O conselho político da transição do governo Lula se reuniu hoje (23), no Centro Cultural do Banco do Brasil (CCBB), e o tema principal do encontro foi a negociação em torno da PEC. A expectativa era que o texto final fosse apresentado nesta quarta-feira, mas ainda pode levar mais tempo. Segundo Gleisi, pelo regimento do Senado, a tramitação da PEC deve começar apenas na semana que vem.

“Se for para [o prazo da PEC] ser apenas 1 ano, quase que não justifica o caminho legislativo, porque há outros instrumentos. Mas nós queremos e estamos fazendo um esforço para que a política resolva isso, por isso a gente terá um tempo maior para conversar, acho que temos mais esse prazo de 24 horas, 48 horas, para discutir e apresentar”, disse a presidente do PT.
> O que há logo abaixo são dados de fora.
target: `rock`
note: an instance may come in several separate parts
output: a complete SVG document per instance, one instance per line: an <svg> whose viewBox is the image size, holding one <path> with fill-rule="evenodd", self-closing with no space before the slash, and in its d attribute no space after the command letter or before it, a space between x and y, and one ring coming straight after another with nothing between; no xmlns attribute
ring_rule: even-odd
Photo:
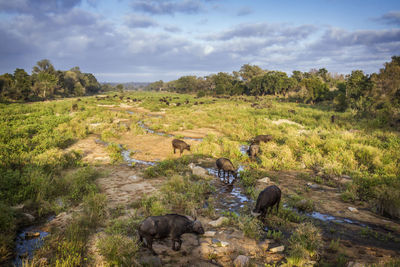
<svg viewBox="0 0 400 267"><path fill-rule="evenodd" d="M218 220L211 221L208 224L211 225L212 227L220 227L224 222L227 222L228 218L226 217L219 217Z"/></svg>
<svg viewBox="0 0 400 267"><path fill-rule="evenodd" d="M161 260L159 257L157 256L145 256L145 257L141 257L139 260L140 264L143 266L154 266L154 267L158 267L158 266L162 266Z"/></svg>
<svg viewBox="0 0 400 267"><path fill-rule="evenodd" d="M225 242L225 241L221 241L220 244L221 244L221 247L227 247L229 245L229 243Z"/></svg>
<svg viewBox="0 0 400 267"><path fill-rule="evenodd" d="M269 251L271 251L272 253L277 253L277 252L283 252L284 250L285 250L284 246L279 246L271 248Z"/></svg>
<svg viewBox="0 0 400 267"><path fill-rule="evenodd" d="M199 166L194 166L192 169L192 173L200 177L208 177L207 170Z"/></svg>
<svg viewBox="0 0 400 267"><path fill-rule="evenodd" d="M264 177L262 179L259 179L257 182L269 184L271 182L271 179L269 177Z"/></svg>
<svg viewBox="0 0 400 267"><path fill-rule="evenodd" d="M307 186L311 189L319 189L320 186L317 184L313 184L313 183L307 183Z"/></svg>
<svg viewBox="0 0 400 267"><path fill-rule="evenodd" d="M40 233L39 232L26 232L25 233L25 238L35 238L39 237Z"/></svg>
<svg viewBox="0 0 400 267"><path fill-rule="evenodd" d="M351 177L348 176L348 175L342 175L342 178L343 178L343 179L347 179L347 180L351 180Z"/></svg>
<svg viewBox="0 0 400 267"><path fill-rule="evenodd" d="M193 170L193 168L195 167L196 165L194 165L194 163L190 163L189 165L188 165L188 167L191 169L191 170Z"/></svg>
<svg viewBox="0 0 400 267"><path fill-rule="evenodd" d="M16 210L16 211L22 211L25 208L25 204L19 204L16 206L12 206L12 209Z"/></svg>
<svg viewBox="0 0 400 267"><path fill-rule="evenodd" d="M247 267L250 265L250 259L247 256L239 255L233 261L233 266L235 267Z"/></svg>
<svg viewBox="0 0 400 267"><path fill-rule="evenodd" d="M203 237L213 237L213 236L215 236L216 233L217 233L217 232L215 232L215 231L206 231L206 232L203 234Z"/></svg>
<svg viewBox="0 0 400 267"><path fill-rule="evenodd" d="M348 207L348 209L349 209L349 211L351 211L351 212L358 212L358 209L353 208L353 207Z"/></svg>

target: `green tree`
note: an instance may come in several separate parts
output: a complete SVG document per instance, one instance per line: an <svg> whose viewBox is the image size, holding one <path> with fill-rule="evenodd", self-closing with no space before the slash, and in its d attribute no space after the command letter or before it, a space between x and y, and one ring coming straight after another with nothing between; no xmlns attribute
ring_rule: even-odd
<svg viewBox="0 0 400 267"><path fill-rule="evenodd" d="M57 81L58 80L55 74L40 72L36 75L36 81L33 86L33 90L39 97L52 97L57 86Z"/></svg>
<svg viewBox="0 0 400 267"><path fill-rule="evenodd" d="M264 70L256 65L245 64L239 70L239 75L245 83L262 74L264 74Z"/></svg>
<svg viewBox="0 0 400 267"><path fill-rule="evenodd" d="M0 75L0 96L2 98L8 97L13 90L14 77L12 74L4 73Z"/></svg>
<svg viewBox="0 0 400 267"><path fill-rule="evenodd" d="M117 84L117 86L115 87L117 89L118 92L124 92L124 85L123 84Z"/></svg>
<svg viewBox="0 0 400 267"><path fill-rule="evenodd" d="M36 66L34 66L32 69L32 74L39 74L42 72L55 74L56 70L54 69L54 66L51 64L50 60L42 59L38 61Z"/></svg>
<svg viewBox="0 0 400 267"><path fill-rule="evenodd" d="M32 92L32 81L24 69L15 69L13 87L14 99L29 99Z"/></svg>

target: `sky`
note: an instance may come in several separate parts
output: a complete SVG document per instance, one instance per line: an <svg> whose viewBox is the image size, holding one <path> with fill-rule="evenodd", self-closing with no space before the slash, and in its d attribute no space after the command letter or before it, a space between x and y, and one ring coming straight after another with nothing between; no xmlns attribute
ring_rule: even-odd
<svg viewBox="0 0 400 267"><path fill-rule="evenodd" d="M378 72L399 0L0 0L0 74L42 59L101 82L238 71Z"/></svg>

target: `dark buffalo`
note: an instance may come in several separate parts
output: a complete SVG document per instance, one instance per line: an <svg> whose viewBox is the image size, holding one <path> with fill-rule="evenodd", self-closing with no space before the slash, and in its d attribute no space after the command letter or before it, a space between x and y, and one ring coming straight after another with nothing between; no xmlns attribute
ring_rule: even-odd
<svg viewBox="0 0 400 267"><path fill-rule="evenodd" d="M172 148L174 149L174 154L175 154L175 149L179 149L179 151L182 152L183 150L190 151L190 145L186 144L186 142L179 140L179 139L174 139L172 140Z"/></svg>
<svg viewBox="0 0 400 267"><path fill-rule="evenodd" d="M268 209L273 209L276 205L276 212L279 210L279 202L281 202L281 190L276 185L271 185L260 192L257 198L256 207L252 211L254 216L261 214L261 218L264 218L268 213Z"/></svg>
<svg viewBox="0 0 400 267"><path fill-rule="evenodd" d="M247 150L247 154L251 159L254 159L259 152L260 152L260 146L256 144L251 144L249 150Z"/></svg>
<svg viewBox="0 0 400 267"><path fill-rule="evenodd" d="M153 250L153 239L171 237L172 249L180 250L182 245L181 235L185 233L204 234L201 222L179 214L167 214L164 216L151 216L146 218L139 225L139 237L143 242L146 239L147 247L156 255ZM178 242L178 246L175 243Z"/></svg>
<svg viewBox="0 0 400 267"><path fill-rule="evenodd" d="M335 123L335 119L336 119L336 118L335 118L335 115L332 115L332 117L331 117L331 122L332 122L332 123Z"/></svg>
<svg viewBox="0 0 400 267"><path fill-rule="evenodd" d="M260 142L269 142L273 139L273 137L269 134L262 134L262 135L257 135L254 140L253 140L253 144L260 144Z"/></svg>
<svg viewBox="0 0 400 267"><path fill-rule="evenodd" d="M236 179L237 178L237 172L235 167L233 166L232 162L227 159L227 158L219 158L216 161L217 168L218 168L218 177L221 177L221 170L223 170L223 179L224 183L229 183L229 173L232 173L232 176ZM225 173L228 174L227 180L225 178ZM234 180L233 180L234 181ZM231 183L233 183L233 181Z"/></svg>

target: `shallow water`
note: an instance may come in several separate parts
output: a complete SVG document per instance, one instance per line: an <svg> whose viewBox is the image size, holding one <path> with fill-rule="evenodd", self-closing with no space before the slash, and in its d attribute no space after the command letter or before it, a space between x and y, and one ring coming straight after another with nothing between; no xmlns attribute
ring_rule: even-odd
<svg viewBox="0 0 400 267"><path fill-rule="evenodd" d="M145 161L145 160L139 160L139 159L134 159L132 158L131 155L131 150L122 150L121 152L122 157L124 158L124 161L128 162L128 163L139 163L139 164L144 164L144 165L150 165L150 166L154 166L156 165L156 162L152 162L152 161Z"/></svg>
<svg viewBox="0 0 400 267"><path fill-rule="evenodd" d="M47 221L49 222L52 219L54 219L54 216L48 218ZM39 233L40 236L34 238L25 238L25 235L28 232ZM44 238L48 235L48 232L37 229L37 226L29 226L22 229L15 239L15 258L13 260L13 264L15 266L22 266L22 261L24 259L32 259L33 253L36 249L43 246Z"/></svg>
<svg viewBox="0 0 400 267"><path fill-rule="evenodd" d="M320 213L320 212L317 212L317 211L313 211L311 213L305 213L305 215L309 216L309 217L312 217L314 219L317 219L317 220L324 221L324 222L348 223L348 224L359 225L359 226L362 226L362 227L366 227L367 226L367 225L365 225L365 224L363 224L361 222L358 222L358 221L350 220L350 219L347 219L347 218L339 218L339 217L335 217L335 216L332 216L332 215L329 215L329 214L323 214L323 213Z"/></svg>

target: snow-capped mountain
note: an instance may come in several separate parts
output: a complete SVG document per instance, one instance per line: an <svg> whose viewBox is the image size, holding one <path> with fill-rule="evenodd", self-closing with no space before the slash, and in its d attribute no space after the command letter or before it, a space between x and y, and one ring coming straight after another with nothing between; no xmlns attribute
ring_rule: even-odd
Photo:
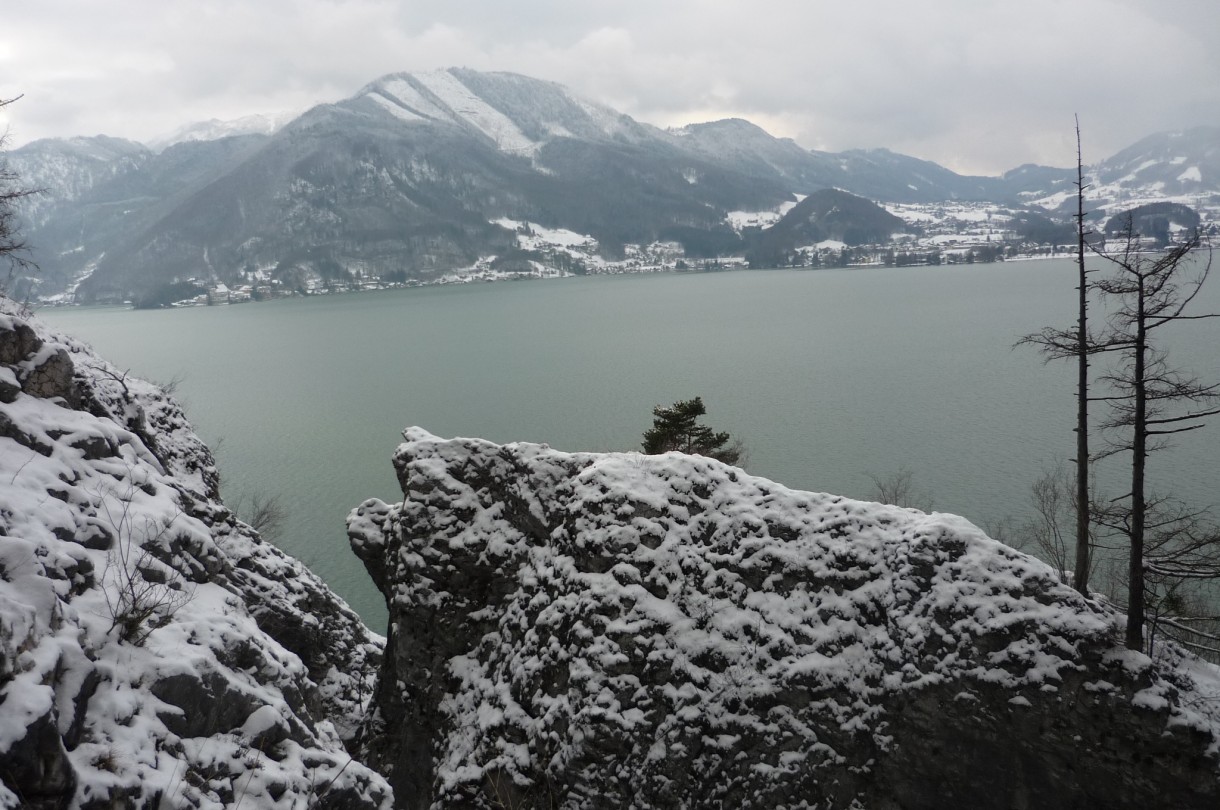
<svg viewBox="0 0 1220 810"><path fill-rule="evenodd" d="M375 104L405 122L452 124L515 155L536 155L558 138L638 142L653 137L651 128L560 84L514 73L395 73L364 87L353 101Z"/></svg>
<svg viewBox="0 0 1220 810"><path fill-rule="evenodd" d="M239 154L234 142L254 148ZM20 151L34 162L44 148ZM94 187L71 207L91 207L114 229L84 240L57 223L31 231L51 257L44 277L62 282L95 264L86 299L277 268L429 278L512 249L515 236L492 224L505 217L621 251L676 222L714 228L728 210L791 198L773 179L685 152L553 83L461 70L387 76L274 135L184 142L158 157L171 154L221 163L198 186L167 167ZM165 187L149 188L150 176ZM119 227L120 210L138 227ZM65 210L60 221L80 219Z"/></svg>
<svg viewBox="0 0 1220 810"><path fill-rule="evenodd" d="M1192 196L1220 186L1220 127L1150 135L1093 166L1096 193Z"/></svg>
<svg viewBox="0 0 1220 810"><path fill-rule="evenodd" d="M246 115L227 121L212 118L208 121L186 124L166 135L153 138L147 145L154 152L160 152L176 143L188 141L217 141L221 138L232 138L235 135L271 135L298 115L300 115L299 111L271 115Z"/></svg>
<svg viewBox="0 0 1220 810"><path fill-rule="evenodd" d="M1021 189L1024 200L1049 210L1075 205L1074 172L1058 179L1048 173L1039 180ZM1108 214L1160 201L1220 206L1220 127L1149 135L1086 166L1085 183L1090 207Z"/></svg>

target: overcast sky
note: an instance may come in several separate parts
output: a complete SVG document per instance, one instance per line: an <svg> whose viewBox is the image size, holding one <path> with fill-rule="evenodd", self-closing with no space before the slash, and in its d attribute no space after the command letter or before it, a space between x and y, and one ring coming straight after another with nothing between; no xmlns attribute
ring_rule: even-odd
<svg viewBox="0 0 1220 810"><path fill-rule="evenodd" d="M1077 112L1086 162L1220 124L1220 0L4 0L0 125L146 141L451 66L999 174L1071 165Z"/></svg>

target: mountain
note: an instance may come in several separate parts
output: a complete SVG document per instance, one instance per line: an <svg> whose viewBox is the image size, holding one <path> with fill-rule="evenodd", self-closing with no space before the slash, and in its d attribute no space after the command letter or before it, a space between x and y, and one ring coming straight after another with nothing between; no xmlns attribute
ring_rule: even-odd
<svg viewBox="0 0 1220 810"><path fill-rule="evenodd" d="M909 203L1001 201L1011 196L997 178L963 177L935 163L886 149L839 154L809 151L740 118L691 124L669 132L692 151L744 174L774 177L799 194L841 188L870 199Z"/></svg>
<svg viewBox="0 0 1220 810"><path fill-rule="evenodd" d="M150 157L135 141L99 135L36 141L8 155L12 169L29 188L43 193L28 198L22 210L31 229L45 225L56 206L85 197L94 187L135 174Z"/></svg>
<svg viewBox="0 0 1220 810"><path fill-rule="evenodd" d="M1074 210L1075 172L1055 179L1052 170L1042 171L1039 182L1020 189L1021 198L1051 211ZM1086 166L1085 183L1089 207L1109 214L1161 200L1220 207L1220 127L1149 135Z"/></svg>
<svg viewBox="0 0 1220 810"><path fill-rule="evenodd" d="M24 212L44 296L125 300L192 278L430 280L494 257L546 260L521 258L510 222L590 237L611 258L658 240L740 255L733 217L832 188L893 204L999 202L1050 233L1038 217L1064 221L1072 190L1061 169L964 177L884 149L805 150L740 119L661 130L553 82L466 69L384 76L278 128L209 122L170 140L160 151L47 140L9 155L48 189ZM1212 204L1218 143L1194 130L1124 150L1095 167L1109 195L1098 206L1191 189Z"/></svg>
<svg viewBox="0 0 1220 810"><path fill-rule="evenodd" d="M1004 172L1000 179L1011 193L1047 194L1069 188L1074 190L1076 173L1071 169L1026 163Z"/></svg>
<svg viewBox="0 0 1220 810"><path fill-rule="evenodd" d="M1161 132L1093 166L1097 193L1190 196L1220 187L1220 127Z"/></svg>
<svg viewBox="0 0 1220 810"><path fill-rule="evenodd" d="M775 180L683 152L660 130L512 74L387 76L261 137L182 143L158 156L216 158L197 186L182 178L133 200L127 186L150 185L143 168L95 183L60 217L69 226L51 224L47 239L32 229L52 254L44 270L62 282L94 267L79 287L86 300L192 276L405 269L428 278L510 249L513 233L492 224L504 217L588 233L613 251L673 224L714 227L732 208L790 199ZM29 165L47 148L32 144L19 157ZM72 225L115 200L132 201L121 215L135 215L121 239L70 244L62 234L75 236Z"/></svg>
<svg viewBox="0 0 1220 810"><path fill-rule="evenodd" d="M132 141L99 136L37 141L14 150L10 163L23 182L46 189L24 209L41 268L35 278L51 292L74 287L108 254L122 255L167 211L264 141L263 136L192 141L154 153Z"/></svg>
<svg viewBox="0 0 1220 810"><path fill-rule="evenodd" d="M963 518L405 438L402 501L348 518L394 628L361 755L400 808L1220 802L1220 669L1124 649Z"/></svg>

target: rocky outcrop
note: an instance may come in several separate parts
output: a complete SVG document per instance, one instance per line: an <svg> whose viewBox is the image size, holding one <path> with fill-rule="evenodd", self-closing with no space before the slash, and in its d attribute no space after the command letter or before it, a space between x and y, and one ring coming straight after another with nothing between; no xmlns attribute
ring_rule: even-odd
<svg viewBox="0 0 1220 810"><path fill-rule="evenodd" d="M1217 669L961 518L406 437L348 523L398 807L1220 806Z"/></svg>
<svg viewBox="0 0 1220 810"><path fill-rule="evenodd" d="M0 808L389 807L384 640L223 504L158 387L0 299Z"/></svg>

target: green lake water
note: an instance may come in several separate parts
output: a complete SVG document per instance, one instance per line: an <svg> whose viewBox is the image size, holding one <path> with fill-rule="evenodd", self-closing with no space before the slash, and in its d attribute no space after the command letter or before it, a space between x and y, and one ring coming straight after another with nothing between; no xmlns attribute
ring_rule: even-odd
<svg viewBox="0 0 1220 810"><path fill-rule="evenodd" d="M1074 449L1074 369L1012 346L1072 325L1074 280L1070 261L736 271L41 315L134 374L182 377L226 500L278 496L277 542L381 630L344 518L365 498L401 499L390 457L408 425L634 450L654 405L698 395L756 475L870 498L870 474L906 468L936 509L1025 515L1032 480ZM1175 339L1175 359L1220 380L1220 322ZM1151 469L1215 503L1218 457L1215 424Z"/></svg>

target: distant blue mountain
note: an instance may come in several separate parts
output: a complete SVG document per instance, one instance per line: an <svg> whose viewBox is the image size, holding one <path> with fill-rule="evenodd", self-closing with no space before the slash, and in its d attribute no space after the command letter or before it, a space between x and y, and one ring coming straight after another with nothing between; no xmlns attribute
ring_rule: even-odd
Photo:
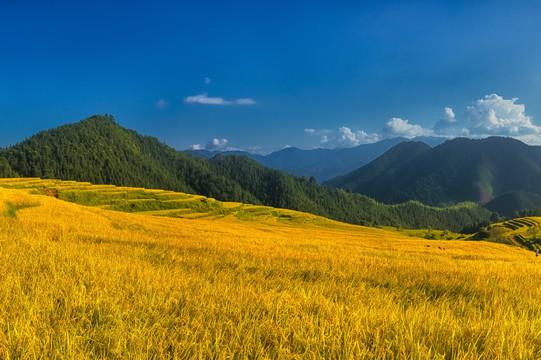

Na semana passada, o vice-presidente eleito e coordenador-geral da equipe de transição, Geraldo Alckmin, apresentou a minuta da proposta ao Congresso Nacional, que exclui R$ 175 bilhões da regra do teto para o Orçamento de 2023. Com isso, será possível viabilizar a manutenção do valor mínimo de R$ 600 para o programa Bolsa Família, atual Auxílio Brasil, além de instituir um valor adicional de R$ 150 por criança menor de 6 anos de idade de cada beneficiário.

Instituída em 2016, a Emenda Constitucional do Teto de Gastos limita o aumento do orçamento público ao crescimento da inflação do ano anterior.

Por ser uma alteração constitucional, a PEC, quando for apresentada, precisa ter um mínimo de 27 assinaturas de senadores para começar a tramitar na Casa. E precisa ser aprovada até o fim deste ano com um quórum qualificado de três quintos tanto no Senado quanto na Câmara, com votação em dois turnos.

Para Gleisi, não há problema com o prazo de tramitação. “Se tiver acordo político, as casas legislativas sempre foram muito céleres, então vamos procurara acertar, já que esse é o ruído maior, do prazo da PEC, vamos ver se chegamos a um bom termo”, disse.

A reunião do conselho político da transição contou com a presença de representantes de 15 partidos políticos, incluindo seus líderes. São eles Agir, Avante, PSDB, Cidadania, MDB, PCdoB, PDT, PROS, PSB, PSD, PSOL, PT, PV, Rede e Solidariedade.